In order to prevent muscle breakdown and cramping, you must drink water and keep yourself sufficiently hydrated. This is because water removes metabolic by-products from the body. If enough water is not consumed, your muscles will gradually get cramped.6

So, it is quite a common recommendation among gym trainers and experts to drink at least 3.5 to 6 litres of water during workouts.7


  1. Convertino VA, Armstrong LE, Coyle EF, Mack GW, Sawka MN, Senay LC Jr, Sherman WM. American college of Sports Medicine position stand. Exercise and fluid replacement. Med Sci Sports Exerc. 1996;28(1):i-vii.
  2. Schoenfeld, Brad & Contreras, Bret. The Muscle Pump: Potential Mechanisms and Applications for Enhancing Hypertrophic Adaptations. Strength and Conditioning Journal. 2014; 36. 21-25.
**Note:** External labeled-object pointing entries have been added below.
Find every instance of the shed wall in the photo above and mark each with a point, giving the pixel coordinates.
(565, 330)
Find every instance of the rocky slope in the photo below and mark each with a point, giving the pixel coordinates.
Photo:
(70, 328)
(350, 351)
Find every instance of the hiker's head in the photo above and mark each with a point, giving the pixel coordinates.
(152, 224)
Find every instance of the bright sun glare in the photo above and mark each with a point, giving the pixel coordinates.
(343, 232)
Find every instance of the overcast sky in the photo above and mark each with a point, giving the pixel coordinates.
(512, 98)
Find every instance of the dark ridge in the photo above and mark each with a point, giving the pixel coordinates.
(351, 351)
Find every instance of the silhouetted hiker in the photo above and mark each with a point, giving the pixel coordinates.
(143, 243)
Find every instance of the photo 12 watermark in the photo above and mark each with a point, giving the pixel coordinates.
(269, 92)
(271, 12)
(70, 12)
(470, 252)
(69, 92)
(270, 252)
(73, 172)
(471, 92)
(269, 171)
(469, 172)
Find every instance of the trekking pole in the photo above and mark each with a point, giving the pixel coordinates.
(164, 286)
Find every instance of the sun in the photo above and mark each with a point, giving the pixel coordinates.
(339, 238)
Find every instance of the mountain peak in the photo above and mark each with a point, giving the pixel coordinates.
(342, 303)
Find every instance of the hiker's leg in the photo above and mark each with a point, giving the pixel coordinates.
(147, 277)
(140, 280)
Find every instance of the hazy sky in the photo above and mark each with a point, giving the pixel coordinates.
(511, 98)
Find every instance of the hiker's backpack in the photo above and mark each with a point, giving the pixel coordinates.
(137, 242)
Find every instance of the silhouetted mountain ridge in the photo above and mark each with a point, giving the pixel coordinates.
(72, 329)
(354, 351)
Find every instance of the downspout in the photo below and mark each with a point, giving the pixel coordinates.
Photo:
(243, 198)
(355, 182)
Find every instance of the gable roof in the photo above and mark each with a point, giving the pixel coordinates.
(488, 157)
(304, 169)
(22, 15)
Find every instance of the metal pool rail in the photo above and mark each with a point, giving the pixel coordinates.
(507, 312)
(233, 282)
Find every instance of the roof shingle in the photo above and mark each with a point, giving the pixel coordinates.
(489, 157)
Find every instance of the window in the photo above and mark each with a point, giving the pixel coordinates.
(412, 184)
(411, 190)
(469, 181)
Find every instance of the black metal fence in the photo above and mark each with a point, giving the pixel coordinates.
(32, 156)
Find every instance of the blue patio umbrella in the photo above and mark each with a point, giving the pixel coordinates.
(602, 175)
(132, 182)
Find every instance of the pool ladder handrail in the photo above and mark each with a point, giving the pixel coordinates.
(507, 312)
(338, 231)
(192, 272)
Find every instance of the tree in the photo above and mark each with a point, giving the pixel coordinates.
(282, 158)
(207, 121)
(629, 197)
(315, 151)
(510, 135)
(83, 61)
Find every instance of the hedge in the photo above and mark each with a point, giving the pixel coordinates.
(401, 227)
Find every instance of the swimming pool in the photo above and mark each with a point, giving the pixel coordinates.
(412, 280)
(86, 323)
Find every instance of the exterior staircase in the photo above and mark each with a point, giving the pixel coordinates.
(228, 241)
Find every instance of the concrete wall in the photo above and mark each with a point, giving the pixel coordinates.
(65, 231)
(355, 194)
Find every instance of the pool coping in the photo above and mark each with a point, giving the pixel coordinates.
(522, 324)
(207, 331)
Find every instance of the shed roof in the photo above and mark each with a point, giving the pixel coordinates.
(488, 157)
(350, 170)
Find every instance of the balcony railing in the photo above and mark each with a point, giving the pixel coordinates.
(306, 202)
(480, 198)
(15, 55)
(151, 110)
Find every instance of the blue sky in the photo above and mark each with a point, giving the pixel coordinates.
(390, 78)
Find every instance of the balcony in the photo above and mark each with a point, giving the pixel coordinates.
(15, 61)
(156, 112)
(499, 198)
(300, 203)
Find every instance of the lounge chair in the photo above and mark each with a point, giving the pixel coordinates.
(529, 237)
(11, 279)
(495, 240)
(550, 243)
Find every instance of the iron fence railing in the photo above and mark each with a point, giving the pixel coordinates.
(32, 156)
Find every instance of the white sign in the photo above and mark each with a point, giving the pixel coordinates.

  3. Kojima C, Ishibashi A, Tanabe Y, Iwayama K, Kamei A, Takahashi H, Goto K. Muscle Glycogen Content during Endurance Training under Low Energy Availability. Med Sci Sports Exerc. 2020;52(1):187-195.
  4. Schoffstall JE, Branch JD, Leutholtz BC, Swain DE. Effects of dehydration and rehydration on the one-repetition maximum bench press of weight-trained males. J Strength Cond Res. 2001;15(1):102-8. 
  5. Da Ponte A, Giovanelli N, Nigris D, Lazzer S. Effects of hydrogen rich water on prolonged intermittent exercise. J Sports Med Phys Fitness. 2018;58(5):612-621.
  6. Maughan RJ, Shirreffs SM. Muscle Cramping During Exercise: Causes, Solutions, and Questions Remaining. Sports Med. 2019;49(Suppl 2):115-124.
  7. Carlton, Andrew & Orr, Robin. The effects of fluid loss on physical performance: A critical review. Journal of Sport and Health Science.2015; 4(4) 357-363.